The life of Ryley

HOW DO you acquire the new skills of journalism without losing the old?  According to the Executive editor of Sky News, John Ryley, those responsive to change will make the best journalists at a time when multimedia skills are ‘in demand’.  This is particularly evident in the current job market where potential employers expect applicants to possess proficiencies in print, broadcast, and online reporting.

Unsurprisingly, more students seek to combine the skills of print with those of new media as typified by second year Journalism and English student, Alice Pugh.  She has teamed up with Coventry University’s very own online TV Channel as part of a two week professional work placement, and will be creating various audio and video packages to “promote the city of Coventry in a positive light”.

Under the supervision of Marketing and Communication’s Creative Multimedia Manager, Peter Woodbridge, Pugh’s efforts will focus on “the legends of Coventry, which is quite topical and fashionable right now because of the Specials”.  The 1970s Coventry band will make their comeback in the coming weeks, with Pugh deciding to “look at music now and in the past, how it compares, and determine which is better”.

Pugh is hoping to create a feature legth interview on the Specials and local bands

20-year-old Pugh, who is from Reading, said: “Peter has been really open to my ideas, and has allowed me to do something that really interests me.  Although I am working within a brief, I will be able to contact the people I want, and interview them how I want.  I consider this to be very important.”

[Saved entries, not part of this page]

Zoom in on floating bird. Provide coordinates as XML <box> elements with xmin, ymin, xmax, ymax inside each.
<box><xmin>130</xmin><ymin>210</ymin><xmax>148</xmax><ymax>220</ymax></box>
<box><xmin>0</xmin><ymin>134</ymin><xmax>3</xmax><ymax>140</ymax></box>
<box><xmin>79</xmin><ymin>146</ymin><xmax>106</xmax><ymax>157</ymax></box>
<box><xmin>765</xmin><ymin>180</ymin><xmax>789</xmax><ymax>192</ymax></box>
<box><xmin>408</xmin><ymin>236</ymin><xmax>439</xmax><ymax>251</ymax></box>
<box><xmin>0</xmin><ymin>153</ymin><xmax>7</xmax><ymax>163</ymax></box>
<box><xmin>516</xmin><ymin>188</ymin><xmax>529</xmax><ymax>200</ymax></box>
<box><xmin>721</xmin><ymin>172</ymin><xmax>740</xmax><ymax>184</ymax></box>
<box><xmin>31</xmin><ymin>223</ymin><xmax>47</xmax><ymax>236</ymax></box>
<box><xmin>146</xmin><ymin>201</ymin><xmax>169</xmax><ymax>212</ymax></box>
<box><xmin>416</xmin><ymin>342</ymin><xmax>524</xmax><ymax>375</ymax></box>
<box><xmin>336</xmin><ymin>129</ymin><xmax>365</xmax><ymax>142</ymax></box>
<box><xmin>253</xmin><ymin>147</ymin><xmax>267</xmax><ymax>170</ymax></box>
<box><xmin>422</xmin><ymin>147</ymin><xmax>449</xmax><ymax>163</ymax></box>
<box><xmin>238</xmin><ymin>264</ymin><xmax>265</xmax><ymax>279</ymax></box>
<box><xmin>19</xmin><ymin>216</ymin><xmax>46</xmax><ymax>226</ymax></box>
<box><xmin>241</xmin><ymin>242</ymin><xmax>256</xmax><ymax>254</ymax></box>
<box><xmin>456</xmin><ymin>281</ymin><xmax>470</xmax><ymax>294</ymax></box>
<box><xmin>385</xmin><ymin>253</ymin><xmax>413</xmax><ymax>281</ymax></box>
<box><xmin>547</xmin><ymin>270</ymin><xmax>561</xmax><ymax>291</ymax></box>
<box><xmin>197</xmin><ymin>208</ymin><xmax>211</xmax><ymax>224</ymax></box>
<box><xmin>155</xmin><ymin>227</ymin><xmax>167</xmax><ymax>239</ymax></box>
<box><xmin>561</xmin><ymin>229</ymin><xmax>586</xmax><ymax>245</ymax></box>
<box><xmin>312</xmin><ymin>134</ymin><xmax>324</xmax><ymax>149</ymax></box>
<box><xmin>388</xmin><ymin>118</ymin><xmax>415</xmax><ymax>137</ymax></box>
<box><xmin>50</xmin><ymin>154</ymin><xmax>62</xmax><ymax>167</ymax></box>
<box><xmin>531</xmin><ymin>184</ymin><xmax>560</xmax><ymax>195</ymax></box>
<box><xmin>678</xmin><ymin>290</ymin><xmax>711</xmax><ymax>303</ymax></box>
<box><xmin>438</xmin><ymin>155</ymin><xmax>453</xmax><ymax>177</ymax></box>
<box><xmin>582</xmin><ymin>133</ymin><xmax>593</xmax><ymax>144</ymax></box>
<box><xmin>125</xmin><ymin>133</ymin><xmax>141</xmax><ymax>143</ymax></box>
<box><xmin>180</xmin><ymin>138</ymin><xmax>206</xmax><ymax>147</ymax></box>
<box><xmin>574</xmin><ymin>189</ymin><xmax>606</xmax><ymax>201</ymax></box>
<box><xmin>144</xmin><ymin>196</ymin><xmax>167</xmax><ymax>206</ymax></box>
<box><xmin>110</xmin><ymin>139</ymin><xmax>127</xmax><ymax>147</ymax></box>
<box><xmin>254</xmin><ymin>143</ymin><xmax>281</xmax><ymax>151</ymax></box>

Pugh will initially record and edit a number of audio packages which will be made available on the Coventry University Podcast website, before helping to present and film feature length interviews with various Coventry bands.  She hopes the placement will enhance her research methods, and her ability to conduct interviews “in a more natural manner”.

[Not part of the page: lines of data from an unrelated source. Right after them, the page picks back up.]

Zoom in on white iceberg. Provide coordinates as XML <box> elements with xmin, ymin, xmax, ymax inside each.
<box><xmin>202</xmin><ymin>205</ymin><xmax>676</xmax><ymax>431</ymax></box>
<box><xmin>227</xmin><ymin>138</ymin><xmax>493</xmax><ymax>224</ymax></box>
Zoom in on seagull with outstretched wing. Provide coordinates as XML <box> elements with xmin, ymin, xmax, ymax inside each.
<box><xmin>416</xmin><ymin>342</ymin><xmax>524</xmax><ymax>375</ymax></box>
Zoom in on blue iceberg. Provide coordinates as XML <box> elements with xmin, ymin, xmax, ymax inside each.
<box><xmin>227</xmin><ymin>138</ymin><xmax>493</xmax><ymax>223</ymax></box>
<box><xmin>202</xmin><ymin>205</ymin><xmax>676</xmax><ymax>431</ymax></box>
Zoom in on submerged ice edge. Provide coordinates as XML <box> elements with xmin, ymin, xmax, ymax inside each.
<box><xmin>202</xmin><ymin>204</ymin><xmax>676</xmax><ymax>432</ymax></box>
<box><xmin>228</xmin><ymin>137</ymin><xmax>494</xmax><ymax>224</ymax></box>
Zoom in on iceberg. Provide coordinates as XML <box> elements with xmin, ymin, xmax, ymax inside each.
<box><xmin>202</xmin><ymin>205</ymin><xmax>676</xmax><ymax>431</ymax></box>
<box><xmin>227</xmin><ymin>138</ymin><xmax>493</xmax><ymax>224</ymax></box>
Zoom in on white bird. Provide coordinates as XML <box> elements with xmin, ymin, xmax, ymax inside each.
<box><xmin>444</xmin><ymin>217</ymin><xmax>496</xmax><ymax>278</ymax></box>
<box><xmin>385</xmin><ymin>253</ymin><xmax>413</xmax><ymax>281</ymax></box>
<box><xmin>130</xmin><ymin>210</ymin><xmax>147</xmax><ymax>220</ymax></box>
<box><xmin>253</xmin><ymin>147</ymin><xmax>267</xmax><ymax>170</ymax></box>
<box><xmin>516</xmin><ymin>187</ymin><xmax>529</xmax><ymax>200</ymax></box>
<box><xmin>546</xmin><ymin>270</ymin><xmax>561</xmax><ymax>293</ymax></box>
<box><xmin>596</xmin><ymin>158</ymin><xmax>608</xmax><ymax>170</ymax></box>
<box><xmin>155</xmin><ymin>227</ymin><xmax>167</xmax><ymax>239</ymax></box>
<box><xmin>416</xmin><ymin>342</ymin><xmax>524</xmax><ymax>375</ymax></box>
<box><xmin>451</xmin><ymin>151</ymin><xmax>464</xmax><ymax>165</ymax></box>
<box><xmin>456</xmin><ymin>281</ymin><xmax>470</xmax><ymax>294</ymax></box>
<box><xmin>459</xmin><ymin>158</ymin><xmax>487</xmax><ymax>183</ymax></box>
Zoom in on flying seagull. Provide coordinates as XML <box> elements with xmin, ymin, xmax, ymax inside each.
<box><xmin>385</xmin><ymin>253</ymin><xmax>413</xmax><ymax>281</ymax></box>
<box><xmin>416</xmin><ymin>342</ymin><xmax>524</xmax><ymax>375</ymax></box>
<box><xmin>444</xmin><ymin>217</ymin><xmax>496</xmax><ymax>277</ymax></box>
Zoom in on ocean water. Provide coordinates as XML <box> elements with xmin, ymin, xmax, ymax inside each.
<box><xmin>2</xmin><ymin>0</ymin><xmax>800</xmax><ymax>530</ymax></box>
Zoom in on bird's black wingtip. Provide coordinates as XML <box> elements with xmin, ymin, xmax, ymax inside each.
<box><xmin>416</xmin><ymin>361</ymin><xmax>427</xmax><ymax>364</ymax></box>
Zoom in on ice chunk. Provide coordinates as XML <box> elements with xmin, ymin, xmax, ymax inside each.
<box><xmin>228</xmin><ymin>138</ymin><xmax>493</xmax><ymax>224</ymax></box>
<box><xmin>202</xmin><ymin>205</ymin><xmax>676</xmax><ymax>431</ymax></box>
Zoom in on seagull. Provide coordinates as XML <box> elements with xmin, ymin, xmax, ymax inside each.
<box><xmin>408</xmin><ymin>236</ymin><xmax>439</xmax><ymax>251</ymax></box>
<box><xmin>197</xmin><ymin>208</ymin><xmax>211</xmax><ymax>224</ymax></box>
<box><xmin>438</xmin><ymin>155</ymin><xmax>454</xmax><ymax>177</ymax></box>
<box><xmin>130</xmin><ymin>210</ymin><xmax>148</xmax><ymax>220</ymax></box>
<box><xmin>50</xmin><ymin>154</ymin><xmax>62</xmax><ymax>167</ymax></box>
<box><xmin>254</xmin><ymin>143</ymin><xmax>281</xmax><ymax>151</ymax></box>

Pugh revealed that her principle interest when conducting interviews in front of the camera will be “the social, rather than the technical aspect” of those bands which are set to perform at this year’s Godiva and Jazz Musical Festivals.

“This project will allow me to sit down with someone and define the most suitable way of obtaining this information.  The more I do it, the more confident I will become in talking to people, which is the number one reason as to why I am doing this.  I don’t have any experience of filming video, so working with Peter will hopefully readdress this,” Pugh said.